2. The high-speed drilling and tapping machining center optical machine according to claim 1, wherein a plurality of arc holes (411), placing grooves (412) and a plurality of groups of fixing grooves (413) are formed in the cutter placing frame (41), the arc holes (411) are distributed on the cutter placing frame (41), each placing groove (412) is located in one arc hole (411), each group of fixing grooves (413) are symmetrically located on two sides of each placing groove (412), a bearing connecting frame (414) is arranged in the cutter placing frame (41), the bearing connecting frame (414) is connected with the arc connecting rods (224) and rotating connecting balls (225) arranged on the arc connecting rods (224), and the bearing connecting frame (414) is connected with the rotating connecting balls (225) in a rotating mode.

3. The high-speed drilling and tapping machining center optical machine according to claim 2, wherein each group of the cutter assemblies (42) comprises cutter fixing plates (421), fixing blocks (422), machining cutters (423), bearings (424) and fixing bolts (425), the two fixing blocks (422) are symmetrically arranged on the cutter fixing plates (421), the cutter fixing plates (421) are arranged on the cutter placing frames (41), the cutter fixing plates (421) are located in one arc-shaped hole (411), the two fixing blocks (422) are respectively located in the fixing grooves (413), the machining cutters (423) are connected with the bearings (424), the bearings (424) are located in the placing grooves (412), the fixing bolts (425) are arranged on the cutter placing frames (41), and the fixing bolts (425) are in threaded connection with the fixing blocks (422).

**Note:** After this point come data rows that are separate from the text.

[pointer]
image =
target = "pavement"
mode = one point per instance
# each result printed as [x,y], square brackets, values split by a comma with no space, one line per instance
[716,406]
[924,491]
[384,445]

4. A high-speed drilling and tapping machining center optical machine according to claim 3, characterized in that the rotary connecting frame (43) comprises a fixing frame (431), a rotary plate (432) and a protection plate (434), the fixing frame (431) is arranged at the bottom end of the tool placing frame (41), the fixing frame (431) is fixedly connected with the tool placing frame (41), the rotary plate (432) is arranged on the outer side of the fixing frame (431), tooth grooves (433) are formed in the rotary plate (432), the rotary plate (432) is meshed with a driving gear (323), the protection plate (434) is arranged on the outer side of the rotary plate (432), a gear placing plate (435) is arranged on the protection plate (434), and the driving gear (323) is arranged in the gear placing plate (435) and meshed with the rotary plate (432).

5. The high-speed drilling and tapping machining center optical machine according to claim 4, wherein the cutter connecting component (5) comprises a second driving motor (51), a placement box (52), a third driving rod (53), a bevel gear set (54) and a fourth driving rod (55), the second driving motor (51) and the placement box (52) are arranged on the lifting frame (11), the placement box (52) is located below the second driving motor (51), the output end of the second driving motor (51) is connected with one end of the third driving rod (53), the bevel gear set (54) is rotatably arranged in the placement box (52), the other end of the third driving rod (53) is connected with one end of the bevel gear set (54), the other end of the bevel gear set (54) is connected with one end of the fourth driving rod (55), and the other end of the fourth driving rod (55) is connected with the working end (12) of the machining center optical machine (1).